As part of the University’s planned infrastructure renewal it wanted to connect all five of its campuses into one Wireless LAN network, creating an always connected environment for staff and students to work and relax.

Each of the University’s Campuses are self contained, providing a small and friendly atmosphere, but able to connect the central University resources.
The five sites are Bedford, Luton, Butterfield Park, Putteridge Bury and Buckinghamshire (Aylesbury).

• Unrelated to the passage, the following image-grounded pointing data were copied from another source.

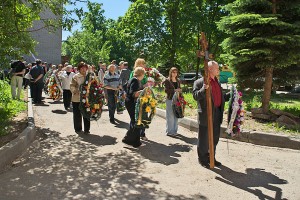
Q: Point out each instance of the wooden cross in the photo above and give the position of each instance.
(204, 53)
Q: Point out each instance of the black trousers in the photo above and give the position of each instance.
(202, 147)
(77, 119)
(132, 136)
(111, 104)
(67, 96)
(36, 91)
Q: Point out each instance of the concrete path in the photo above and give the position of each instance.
(63, 165)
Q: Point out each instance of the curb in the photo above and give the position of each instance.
(254, 137)
(13, 149)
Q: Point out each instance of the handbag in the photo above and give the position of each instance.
(28, 76)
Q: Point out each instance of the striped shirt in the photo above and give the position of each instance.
(112, 80)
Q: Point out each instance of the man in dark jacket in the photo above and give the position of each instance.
(218, 101)
(18, 69)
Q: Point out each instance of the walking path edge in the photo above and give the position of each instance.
(15, 148)
(254, 137)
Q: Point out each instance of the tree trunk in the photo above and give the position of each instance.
(267, 89)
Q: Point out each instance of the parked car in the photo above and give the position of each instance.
(189, 78)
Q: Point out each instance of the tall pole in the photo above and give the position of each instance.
(204, 46)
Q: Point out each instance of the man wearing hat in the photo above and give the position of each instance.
(66, 78)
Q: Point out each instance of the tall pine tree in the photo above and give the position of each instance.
(263, 37)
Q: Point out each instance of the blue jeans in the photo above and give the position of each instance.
(111, 104)
(172, 120)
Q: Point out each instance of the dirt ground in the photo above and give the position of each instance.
(250, 124)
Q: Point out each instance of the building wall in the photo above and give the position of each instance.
(48, 48)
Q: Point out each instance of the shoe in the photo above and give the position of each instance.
(205, 164)
(171, 134)
(217, 163)
(137, 145)
(144, 138)
(126, 142)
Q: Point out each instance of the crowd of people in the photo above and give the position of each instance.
(113, 78)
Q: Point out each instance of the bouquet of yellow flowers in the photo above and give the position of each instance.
(145, 108)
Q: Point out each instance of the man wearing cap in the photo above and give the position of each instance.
(112, 84)
(18, 69)
(66, 78)
(36, 84)
(125, 73)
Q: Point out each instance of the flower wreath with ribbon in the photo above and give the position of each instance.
(91, 98)
(120, 96)
(235, 112)
(178, 104)
(54, 87)
(145, 108)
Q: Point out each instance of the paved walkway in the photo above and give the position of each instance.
(63, 165)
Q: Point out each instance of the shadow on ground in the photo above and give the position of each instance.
(60, 111)
(68, 168)
(251, 180)
(164, 154)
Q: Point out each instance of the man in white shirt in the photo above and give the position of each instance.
(66, 78)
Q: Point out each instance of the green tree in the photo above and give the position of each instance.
(263, 36)
(89, 44)
(160, 28)
(16, 23)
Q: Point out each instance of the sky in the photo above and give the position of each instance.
(112, 9)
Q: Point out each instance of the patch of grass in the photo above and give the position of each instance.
(8, 107)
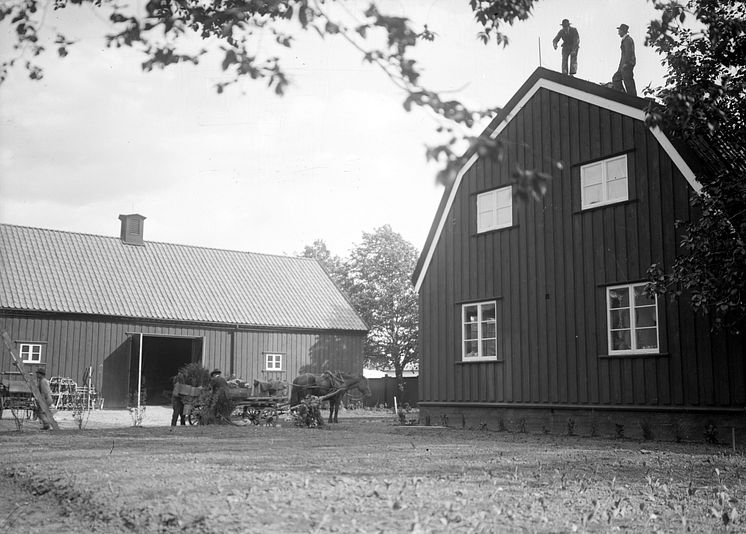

Many of the sites have modern buildings enabling Wireless LAN to be easily fitted, however the Putteridge Bury campus provided special challenges. It is a magnificent old country mansion set in some 30 acres of woodland and built in 1911, with solid (thick) walls that tended to severely attenuate Wireless LAN signals.

Site Survey and Planning

A three step process was used to define the solution:

  1. 1: Information gathering – Floor plans for each site were obtained from the customer with any existing infrastructure marked on.
  2. 2: Site Survey – Engineers surveyed each site measuring signal loss through walls, floor and ceilings. An important step, it highlighted Putteridge Bury campus as being a special concern due to the extremely thick walls causing problems with signal propagation.
  3. 3: Planning ‐ Engineers used planning tools and experience to include obstacles in the floorplans and determine the best position to place wireless access points (APs) for optimal coverage.

Solution

AIT’s recommended solution involved fitting 235 APs across the five sites which were fitted over a holiday period at a time convenient to the University. The University wireless LAN is setup as a single domain with 8 WLAN controllers spread across the campuses. This configuration ensures high‐availability by removing any reliance on interconnecting leased lines between sites and ensures staff and students can log in to any of the five campuses.

The University’s WLAN has a single SSID (service set identifier) across all five sites, but for security each staff and student has an individual username/password controlled by active directory. This ensures that administrators remain in control of who accesses the network and enables them to set permissions to limit what resources/files each staff member or student may see.

Result

The University of Bedfordshire now has a world leading Wireless LAN solution allowing controlled access for staff and students at whatever campus they happen to be in and any time of day. The single mobile domain can be centrally administered allowing controlled, authorised only, access. New users can be quickly added and leavers quickly removed using the standard active directory administration policies of the University.

“AIT helped us to expand our Wireless LAN installation service across all of our five campuses,” said David Outram, Network Manager, University of Bedfordshire. “The Wireless LAN provides our staff and students access across all of our campuses, via their staff and student network ID’s from our LDAP service. In addition we can allow guest access which gives visitors access to the internet but keeps our internal systems secure.”

AIT provides maintenance and support services to the University, with a same day telephone and remote access support that solves most problems and a next day hardware replacement service ensuring that even serious hardware failures are quickly rectified. AIT also provides software support, proactively advises the University of firmware updates and carries out system “health checks” as necessary to ensure a reliable 24/7 operation.